At breakfast the fish which the pilot had brought aboard as a kindly offering during the night were eaten, curried. This mode of serving them displeased the Saloon. The steward, affecting to be in a philosophic doze in his lair, could not fail to have heard such scathing remarks as these:
“The nicest fish I’ve had down here.”
“Yes, spoiled.”
“Wasted.”
“Why the devil must they go and camouflage it?”
“If it had been high we’d have had it neat.”
“Must have curry and rice on Monday morning. Mustn’t go outside the routine.”
“Well, you see, if they started on the wrong note on Monday they wouldn’t be able to pick up the tune for the rest of the week.”
“O, it’s easy. Steak, steak, steak.”
We hurried our breakfast amid these criticisms, as the port authority was expected. Towards nine o’clock, all hands being assembled amidships, his launch came to the foot of the gangway. Eight sailors in white uniform rowed this launch.
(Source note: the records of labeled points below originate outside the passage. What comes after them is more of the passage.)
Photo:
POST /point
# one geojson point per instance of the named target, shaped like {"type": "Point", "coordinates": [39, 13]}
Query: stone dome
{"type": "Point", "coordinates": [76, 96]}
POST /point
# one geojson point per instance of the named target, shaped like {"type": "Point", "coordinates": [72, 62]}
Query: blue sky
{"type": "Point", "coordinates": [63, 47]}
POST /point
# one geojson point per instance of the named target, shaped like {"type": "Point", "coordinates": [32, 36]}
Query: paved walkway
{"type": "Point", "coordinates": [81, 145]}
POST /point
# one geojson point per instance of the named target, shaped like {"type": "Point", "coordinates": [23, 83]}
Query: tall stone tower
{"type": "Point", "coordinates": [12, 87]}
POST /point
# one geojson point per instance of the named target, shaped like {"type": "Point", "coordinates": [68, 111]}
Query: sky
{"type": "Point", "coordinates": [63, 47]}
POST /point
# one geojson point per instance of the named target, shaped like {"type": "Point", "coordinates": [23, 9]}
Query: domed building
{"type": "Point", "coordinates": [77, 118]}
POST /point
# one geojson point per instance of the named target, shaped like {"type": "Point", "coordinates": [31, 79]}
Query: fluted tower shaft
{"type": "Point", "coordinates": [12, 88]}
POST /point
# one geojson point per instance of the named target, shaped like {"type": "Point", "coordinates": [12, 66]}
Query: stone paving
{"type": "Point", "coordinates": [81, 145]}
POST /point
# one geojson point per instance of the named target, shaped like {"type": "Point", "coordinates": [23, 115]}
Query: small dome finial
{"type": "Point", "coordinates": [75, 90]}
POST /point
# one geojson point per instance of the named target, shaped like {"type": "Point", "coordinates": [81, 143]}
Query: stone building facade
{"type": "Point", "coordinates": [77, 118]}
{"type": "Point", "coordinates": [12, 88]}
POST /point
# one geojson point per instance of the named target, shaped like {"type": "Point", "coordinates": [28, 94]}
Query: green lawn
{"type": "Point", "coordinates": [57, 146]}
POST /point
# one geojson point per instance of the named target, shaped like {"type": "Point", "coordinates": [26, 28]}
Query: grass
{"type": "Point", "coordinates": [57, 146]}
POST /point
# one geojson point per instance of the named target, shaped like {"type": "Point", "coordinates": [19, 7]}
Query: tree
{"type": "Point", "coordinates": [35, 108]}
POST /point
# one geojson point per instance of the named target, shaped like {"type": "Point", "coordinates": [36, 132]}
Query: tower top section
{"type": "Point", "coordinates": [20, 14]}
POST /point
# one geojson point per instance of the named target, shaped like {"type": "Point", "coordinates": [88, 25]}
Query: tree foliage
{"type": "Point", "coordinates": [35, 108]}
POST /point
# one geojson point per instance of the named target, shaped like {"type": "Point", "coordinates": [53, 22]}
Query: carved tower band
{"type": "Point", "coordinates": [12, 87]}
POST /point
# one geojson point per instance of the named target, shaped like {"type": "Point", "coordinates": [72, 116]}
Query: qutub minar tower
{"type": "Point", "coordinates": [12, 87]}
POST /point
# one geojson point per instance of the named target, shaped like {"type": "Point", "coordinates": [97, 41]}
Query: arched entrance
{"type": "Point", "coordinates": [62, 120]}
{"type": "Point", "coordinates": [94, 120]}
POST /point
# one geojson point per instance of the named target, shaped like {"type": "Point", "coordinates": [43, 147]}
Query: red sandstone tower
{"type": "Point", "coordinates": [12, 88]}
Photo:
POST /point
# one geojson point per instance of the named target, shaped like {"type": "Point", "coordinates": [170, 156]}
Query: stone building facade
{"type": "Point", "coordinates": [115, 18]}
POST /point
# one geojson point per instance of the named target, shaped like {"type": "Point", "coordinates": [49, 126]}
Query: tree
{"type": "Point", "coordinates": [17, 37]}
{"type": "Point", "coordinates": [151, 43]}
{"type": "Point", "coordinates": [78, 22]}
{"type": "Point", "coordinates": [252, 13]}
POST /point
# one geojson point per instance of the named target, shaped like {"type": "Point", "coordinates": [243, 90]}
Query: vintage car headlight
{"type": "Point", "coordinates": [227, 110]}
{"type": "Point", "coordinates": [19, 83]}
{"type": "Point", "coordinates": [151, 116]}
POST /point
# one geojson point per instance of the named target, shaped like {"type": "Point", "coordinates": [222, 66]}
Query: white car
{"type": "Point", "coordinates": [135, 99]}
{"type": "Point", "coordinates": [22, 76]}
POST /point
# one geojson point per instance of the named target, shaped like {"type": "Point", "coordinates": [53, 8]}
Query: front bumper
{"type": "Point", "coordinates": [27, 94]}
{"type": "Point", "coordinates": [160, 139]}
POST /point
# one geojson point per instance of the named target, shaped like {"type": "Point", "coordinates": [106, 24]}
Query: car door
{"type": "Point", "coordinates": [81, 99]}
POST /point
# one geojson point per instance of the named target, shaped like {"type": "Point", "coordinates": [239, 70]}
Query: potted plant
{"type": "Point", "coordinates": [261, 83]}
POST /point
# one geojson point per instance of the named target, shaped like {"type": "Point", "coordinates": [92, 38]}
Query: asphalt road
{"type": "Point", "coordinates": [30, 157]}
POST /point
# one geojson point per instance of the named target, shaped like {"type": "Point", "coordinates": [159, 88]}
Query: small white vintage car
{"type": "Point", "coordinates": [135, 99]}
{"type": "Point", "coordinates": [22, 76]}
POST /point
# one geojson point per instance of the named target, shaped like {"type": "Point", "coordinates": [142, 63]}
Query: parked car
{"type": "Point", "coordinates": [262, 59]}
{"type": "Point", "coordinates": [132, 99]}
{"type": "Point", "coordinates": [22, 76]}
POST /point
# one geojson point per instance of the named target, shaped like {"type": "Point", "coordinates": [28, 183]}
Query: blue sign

He divested himself of his sword, came up, and went inside Hosea’s quarters to “talk things over”; whereupon, the parade broke up. The next event was, we changed our mooring. As we passed to the new tether, which was among several tramps as ladylike as ourselves, I had my first experience of the groaning, screeching and gasping noise which the machinery of a dredger can make, as its buckets come round on the endless chain and empty themselves into the barge alongside. I wonder these contrivances were not introduced during the Passchendaele operations. They would have served two purposes, that of keeping a good depth of water for the infantry to swim through; and that of demoralizing the enemy.